I just re-watched the Nicolas Cage film, National Treasure, the other day. If you will recall, the Nicolas Cage character (Ben) steals the Declaration of Independence in order to save it from the bad guy. When the FBI agent catches up with Ben, he keeps explaining, “Somebody’s got to go to jail Ben,” because the Declaration had been stolen. No matter that Ben had discovered a massive treasure for the nation, somebody still had to go to jail to make up for the crime of stealing a national document.
When it comes to a world filled with sin, the same concept applies. Because the “wages of sin is death,” in order to escape the sentence of death we all deserve, somebody’s got to die.
How fortunate we are that Christ was willing to come to earth and become the sacrificial lamb that died for the wages of all our sins. Because of this sacrifice, we all have the opportunity to escape the wages of the sin we inevitably commit. By accepting Him as the guiding force in our life, we open our arms to a different possibility. We get to live because somebody else died.
When we sin, we sever the relationship we have with God. In the times before Christ, that broken relationship could only be mended by the offering of sacrifices. Leviticus especially explains the requirements of many of these sacrifices. In most cases, the blood of a living thing, be it a dove or a lamb, would be required to be shed in order to take away the sin that had been committed and return the person back into relationship with God. Somebody had to die.
If we never take for granted the weight of knowing that somebody else has died for us, then surely we will do a better job each day of following in the footsteps of Christ. Kindness to others, showing love when we least feel like it, praising God, all these actions should be as second nature to us.
Yet, living in a world more than 2,000 years after sacrifice was a regular way of life, we may be slightly numb to the concept of a life given for us. The televised violence that flashes across our newscasts and even computer screens has desensitized us to the horror of an innocent life taken before its time. How well we would do to remember that, but for Christ, the life given for sin would be our own.
Yes, the life Christ saves is an eternal one, since all who are born to this earth also die from it. But, how much more important is the life of one’s soul compared to the blink of an eye which is this earthly existence? Paul explains:
What shall we say, then? Shall we go on sinning so that grace may increase? By no means! We are those who have died to sin; how can we live in it any longer? Or don’t you know that all of us who were baptized into Christ Jesus were baptized into his death? We were therefore buried with him through baptism into death in order that, just as Christ was raised from the dead through the glory of the Father, we too may live a new life. (Romans 6:1-4)
Our new life is the one led by the Holy Spirit in us, the ultimate sign of our healed relationship with God. Because somebody has died, that is, Christ, we have a permanent, unbreakable relationship with God as long as we accept that Christ is our savior.

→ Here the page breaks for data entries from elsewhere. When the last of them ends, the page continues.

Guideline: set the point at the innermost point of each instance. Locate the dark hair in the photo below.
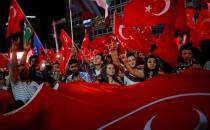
(130, 54)
(147, 70)
(186, 47)
(104, 78)
(102, 57)
(2, 75)
(73, 61)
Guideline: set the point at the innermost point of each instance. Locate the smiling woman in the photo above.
(43, 12)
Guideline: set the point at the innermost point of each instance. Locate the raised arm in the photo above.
(27, 47)
(13, 69)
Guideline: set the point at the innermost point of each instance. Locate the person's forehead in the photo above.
(74, 64)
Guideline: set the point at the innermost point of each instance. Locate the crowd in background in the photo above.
(127, 68)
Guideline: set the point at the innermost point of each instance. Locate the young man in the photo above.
(186, 58)
(76, 74)
(22, 87)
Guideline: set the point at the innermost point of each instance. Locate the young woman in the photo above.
(110, 75)
(152, 67)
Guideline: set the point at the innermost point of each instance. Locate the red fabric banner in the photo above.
(3, 61)
(148, 12)
(175, 102)
(66, 40)
(15, 16)
(139, 38)
(180, 16)
(99, 44)
(167, 49)
(202, 30)
(6, 102)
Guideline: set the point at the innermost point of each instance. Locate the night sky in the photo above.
(44, 10)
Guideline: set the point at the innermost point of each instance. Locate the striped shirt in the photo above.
(23, 91)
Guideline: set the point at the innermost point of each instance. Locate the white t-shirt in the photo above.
(23, 91)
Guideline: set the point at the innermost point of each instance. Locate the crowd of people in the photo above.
(125, 69)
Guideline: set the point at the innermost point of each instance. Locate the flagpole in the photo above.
(32, 29)
(55, 36)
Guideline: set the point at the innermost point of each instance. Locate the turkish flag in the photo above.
(175, 102)
(6, 101)
(51, 55)
(180, 16)
(167, 49)
(85, 47)
(190, 18)
(3, 61)
(202, 30)
(148, 12)
(139, 38)
(15, 16)
(66, 40)
(100, 44)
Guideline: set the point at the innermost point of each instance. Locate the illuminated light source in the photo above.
(31, 17)
(58, 55)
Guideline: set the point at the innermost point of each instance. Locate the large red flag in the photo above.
(15, 16)
(66, 48)
(66, 40)
(85, 46)
(167, 49)
(3, 61)
(202, 30)
(180, 16)
(148, 12)
(190, 17)
(136, 38)
(99, 44)
(175, 102)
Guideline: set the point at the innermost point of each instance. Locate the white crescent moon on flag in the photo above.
(166, 8)
(203, 121)
(121, 33)
(149, 124)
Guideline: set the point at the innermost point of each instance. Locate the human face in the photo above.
(24, 73)
(97, 60)
(187, 55)
(56, 67)
(151, 63)
(74, 68)
(132, 61)
(110, 70)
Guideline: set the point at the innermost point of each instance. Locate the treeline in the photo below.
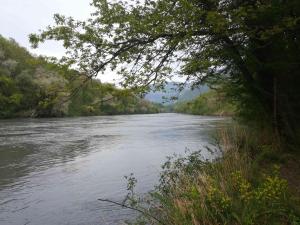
(33, 87)
(210, 103)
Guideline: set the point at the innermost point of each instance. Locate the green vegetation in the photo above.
(34, 87)
(210, 103)
(248, 49)
(241, 187)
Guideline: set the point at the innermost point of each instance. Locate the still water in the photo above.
(53, 170)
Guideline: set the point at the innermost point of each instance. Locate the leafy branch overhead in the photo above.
(248, 46)
(154, 38)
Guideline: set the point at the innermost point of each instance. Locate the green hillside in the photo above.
(33, 87)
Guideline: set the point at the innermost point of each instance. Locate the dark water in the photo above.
(53, 170)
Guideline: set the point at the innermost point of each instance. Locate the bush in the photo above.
(227, 190)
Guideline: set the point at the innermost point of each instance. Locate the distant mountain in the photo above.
(165, 97)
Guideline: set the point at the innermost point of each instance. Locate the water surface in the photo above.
(53, 170)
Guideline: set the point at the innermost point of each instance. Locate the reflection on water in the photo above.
(53, 170)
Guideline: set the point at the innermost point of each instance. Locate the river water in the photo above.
(53, 170)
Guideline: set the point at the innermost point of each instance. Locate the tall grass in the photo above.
(232, 189)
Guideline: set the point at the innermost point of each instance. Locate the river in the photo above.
(53, 170)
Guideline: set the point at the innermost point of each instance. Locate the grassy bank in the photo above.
(251, 182)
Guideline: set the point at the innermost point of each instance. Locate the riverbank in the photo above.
(212, 103)
(253, 181)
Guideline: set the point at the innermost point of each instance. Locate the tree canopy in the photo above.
(253, 46)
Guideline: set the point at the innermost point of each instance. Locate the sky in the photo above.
(19, 18)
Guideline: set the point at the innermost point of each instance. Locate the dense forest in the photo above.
(210, 103)
(32, 86)
(248, 52)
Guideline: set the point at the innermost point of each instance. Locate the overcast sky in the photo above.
(19, 18)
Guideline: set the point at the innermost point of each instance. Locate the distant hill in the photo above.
(171, 91)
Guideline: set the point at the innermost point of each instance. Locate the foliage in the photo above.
(227, 190)
(250, 46)
(36, 87)
(211, 103)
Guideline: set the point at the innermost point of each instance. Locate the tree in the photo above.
(252, 46)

In a politically correct world, where we create soccer leagues that give every child a trophy and where no one can stand up and say that is wrong without risking ridicule or punishment, it may seem blunt to say with conviction that a relationship with God requires a sacrifice. But, think again, for this same, seemingly strict God is the One who loves us so much that He was willing to become the sacrifice that paid the price for sin once and for all.
Somebody’s got to die. Thankfully, Somebody did.